Tiba-tiba, muncullah cahaya putih dari atas yang turun ke bawah. Itu adalah bintang jatuh.
“Bintang jatuh!” seru Stifani semangat sambil mengarahkan tangannya ke arah bintang itu.
“Buatlah permohonan, cepat!” Stifani tiba-tiba saja begitu antusias. Ia langsung memejamkan matanya dan membuat permohonan, ‘Semoga aku bisa melihat lebih banyak bintang jatuh lagi’.
Zeint menatap Stifani lantas tertawa pelan yang tentunya mengusik Stifani. Lantas Stifani membuka matanya dan menatap Zeint dengan tatapan ingin membunuh.
“Apa yang kau minta?” kali ini Zeint bertanya masih dengan sisa tawa yang ada.
“Itu rahasia, kalau kuberi tahu nanti tidak akan menjadi nyata. Itu mitosnya” Stifani menjawab dengan nada agak sewot.

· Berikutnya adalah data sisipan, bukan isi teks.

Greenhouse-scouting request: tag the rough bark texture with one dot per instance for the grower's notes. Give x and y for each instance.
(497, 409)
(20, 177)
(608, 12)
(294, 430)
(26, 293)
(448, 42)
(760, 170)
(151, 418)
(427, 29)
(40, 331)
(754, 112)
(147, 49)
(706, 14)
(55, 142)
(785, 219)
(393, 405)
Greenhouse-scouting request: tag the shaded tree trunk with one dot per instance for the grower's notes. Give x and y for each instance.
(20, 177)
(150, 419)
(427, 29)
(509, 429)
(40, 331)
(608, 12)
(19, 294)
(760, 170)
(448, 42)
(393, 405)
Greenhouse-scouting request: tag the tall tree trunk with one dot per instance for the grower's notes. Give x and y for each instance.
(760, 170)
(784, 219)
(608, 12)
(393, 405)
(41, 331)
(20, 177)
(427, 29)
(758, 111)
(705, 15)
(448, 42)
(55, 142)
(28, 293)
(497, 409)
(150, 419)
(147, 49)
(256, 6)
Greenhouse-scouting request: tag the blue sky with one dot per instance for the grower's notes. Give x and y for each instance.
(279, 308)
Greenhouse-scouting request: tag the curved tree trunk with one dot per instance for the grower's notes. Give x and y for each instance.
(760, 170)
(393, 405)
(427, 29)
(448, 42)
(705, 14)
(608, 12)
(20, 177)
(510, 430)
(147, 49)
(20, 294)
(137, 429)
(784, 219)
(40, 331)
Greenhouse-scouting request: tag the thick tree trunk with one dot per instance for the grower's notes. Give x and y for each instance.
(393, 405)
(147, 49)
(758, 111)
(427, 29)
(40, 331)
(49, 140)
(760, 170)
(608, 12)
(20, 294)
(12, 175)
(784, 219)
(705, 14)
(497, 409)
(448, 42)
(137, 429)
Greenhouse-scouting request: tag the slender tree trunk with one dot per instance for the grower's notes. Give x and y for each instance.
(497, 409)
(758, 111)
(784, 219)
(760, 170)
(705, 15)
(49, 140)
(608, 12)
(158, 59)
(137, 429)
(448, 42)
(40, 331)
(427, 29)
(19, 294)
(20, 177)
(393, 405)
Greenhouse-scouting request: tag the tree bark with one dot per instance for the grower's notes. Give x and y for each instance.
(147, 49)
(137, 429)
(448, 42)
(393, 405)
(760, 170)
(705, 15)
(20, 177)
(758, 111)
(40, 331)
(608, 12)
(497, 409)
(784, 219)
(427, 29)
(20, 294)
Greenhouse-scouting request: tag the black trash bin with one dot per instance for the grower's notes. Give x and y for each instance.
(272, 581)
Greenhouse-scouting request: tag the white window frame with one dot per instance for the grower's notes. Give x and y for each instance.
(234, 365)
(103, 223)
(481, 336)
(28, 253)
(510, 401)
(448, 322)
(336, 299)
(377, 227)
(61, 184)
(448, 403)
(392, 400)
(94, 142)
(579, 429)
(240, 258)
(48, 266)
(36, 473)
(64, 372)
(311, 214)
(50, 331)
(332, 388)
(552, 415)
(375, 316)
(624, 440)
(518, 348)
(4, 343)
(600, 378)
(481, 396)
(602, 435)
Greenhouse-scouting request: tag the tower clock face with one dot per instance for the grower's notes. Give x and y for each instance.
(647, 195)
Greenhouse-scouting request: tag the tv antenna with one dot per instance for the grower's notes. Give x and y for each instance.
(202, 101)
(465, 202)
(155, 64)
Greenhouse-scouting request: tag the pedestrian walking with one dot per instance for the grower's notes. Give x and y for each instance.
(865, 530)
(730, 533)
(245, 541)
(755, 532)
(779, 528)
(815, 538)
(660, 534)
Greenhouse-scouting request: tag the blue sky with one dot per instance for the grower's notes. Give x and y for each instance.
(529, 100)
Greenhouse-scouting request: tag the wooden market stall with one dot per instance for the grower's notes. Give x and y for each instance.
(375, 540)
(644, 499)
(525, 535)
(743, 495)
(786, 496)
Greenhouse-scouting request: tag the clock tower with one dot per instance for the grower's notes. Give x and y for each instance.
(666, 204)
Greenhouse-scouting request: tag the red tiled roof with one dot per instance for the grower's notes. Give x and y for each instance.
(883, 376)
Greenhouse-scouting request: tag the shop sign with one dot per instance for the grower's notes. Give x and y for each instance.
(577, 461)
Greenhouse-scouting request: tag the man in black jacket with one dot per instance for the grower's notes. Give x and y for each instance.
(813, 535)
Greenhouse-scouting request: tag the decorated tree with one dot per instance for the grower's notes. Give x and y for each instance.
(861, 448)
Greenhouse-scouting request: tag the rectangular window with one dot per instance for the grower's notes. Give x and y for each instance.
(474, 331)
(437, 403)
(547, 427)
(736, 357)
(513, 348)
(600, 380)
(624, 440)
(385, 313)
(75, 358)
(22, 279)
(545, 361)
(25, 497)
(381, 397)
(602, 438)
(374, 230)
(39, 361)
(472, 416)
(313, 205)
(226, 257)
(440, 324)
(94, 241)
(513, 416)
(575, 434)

“Jika permohonanmu sekonyol itu, kau tidak memohon pun juga akan jadi kenyataan” tutur Zeint membuat kening Stifani berkerut. Perasaan, Stifani tak mengatakan permohonannya. Lantas, apa yang membuat pria di hadapannya ini berbicara seolah ia sudah tahu.
“Memangnya apa permohonanku?” Zeint lantas diam dan dalam sekejap mata dirinya menatap ke arah Stifani dengan ekspresi yang sudah berubah kembali.
“Kenapa kau bertanya padaku?” Zeint kembali bertanya dengan nada datarnya. Ia berbicara seolah hendak menutupi sesuatu atau mengalihkan topik perlahan. Kening Stifani semakin berkerut dengan perubahan sikap Zeint.
“Jangan bilang kau bisa membaca pikiran” celoteh Stifani tiba-tiba. Ia memundurkan tubuhnya pada ganggang bangku seraya berpose seperti sedang berusaha memproteksi kepalanya. Wajahnya tiba-tiba menjadi masam tetapi itu sangatlah lucu.
“Kalau memang bisa kau mau apa” Zeint menanggapinya dengan penuh teka-teki. Lantas ia berdiri dan hendak meninggalkan Stifani sendiri.
“Kau mau ke mana?” Stifani ikut berdiri dari duduknya.“Aku akan beristirahat di dalam. Sebaiknya kau juga begitu” jawab Zeint datar.
“Tapi aku masih mau di sini. Kau temani aku! Kumohon..” Stifani meraih tangan pria itu dan memohon padanya. Entah bagaimana ia bisa jadi seluwes ini dengan seorang pria. Ingin menolak, tapi pria ini tidak tega meinggalkan Stifani sendiri. Zeint menatap ke arah tangan Stifani yang masih menggenggam tangannya. Menyadari pandangan Zeint, Stifani lalu melepaskan tangannya dari pria ini.
Pria ini kembali berjalan melewati Stifani dan mengambil tempat duduk. Lengannya dibentangkan pada sandaran bangku itu. Melihat itu, Stifani kembali tersenyum senang. Ia lantas mengambil duduk di sebelah pria itu dan bersandar menatap langit. Ia membiarkan kepalanya menyentuh lengan pria di sebelahnya ini. Begitupun sebaliknya.
Tak lama kemudian beberapa awan di langit menyingkir sedikit demi sedikit menampakkan siluet bulan secara perlahan hingga muncullah sebuah bulan yang dikelilingi oleh bintang-bintang.
“Andai saja aku adalah bulan itu. Aku ingin sekali memiliki teman-teman yang selalu menemaniku seperti bulan itu. Kupikir bulan itu jauh lebih beruntung dariku” tutur Stifani tiba-tiba. Omongannya benar-benar melenceng jauh dari keadaan mereka sekarang. Ia bicara seolah pada kekasihnya yang sebenarnya bukan. Tepat pada saat Stifani mengatakan itu, puluhan bintang jatuh kembali bermunculan membuat Stiifani kembali sumringah sebab permohonannya terkabulkan.
“Kenapa kau mengatakannya?" Zeint mengambil jeda sejenak.
"Kau lebih baik dari pada itu” cicit Zeint kemudian namun masih dapat tertangkap oleh telinga Stifani. Ia menundukkan kepala saat mengucapkan kalimat terakhirnya. Stifani langsung mengalihkan tatapan dari bintang jatuh itu.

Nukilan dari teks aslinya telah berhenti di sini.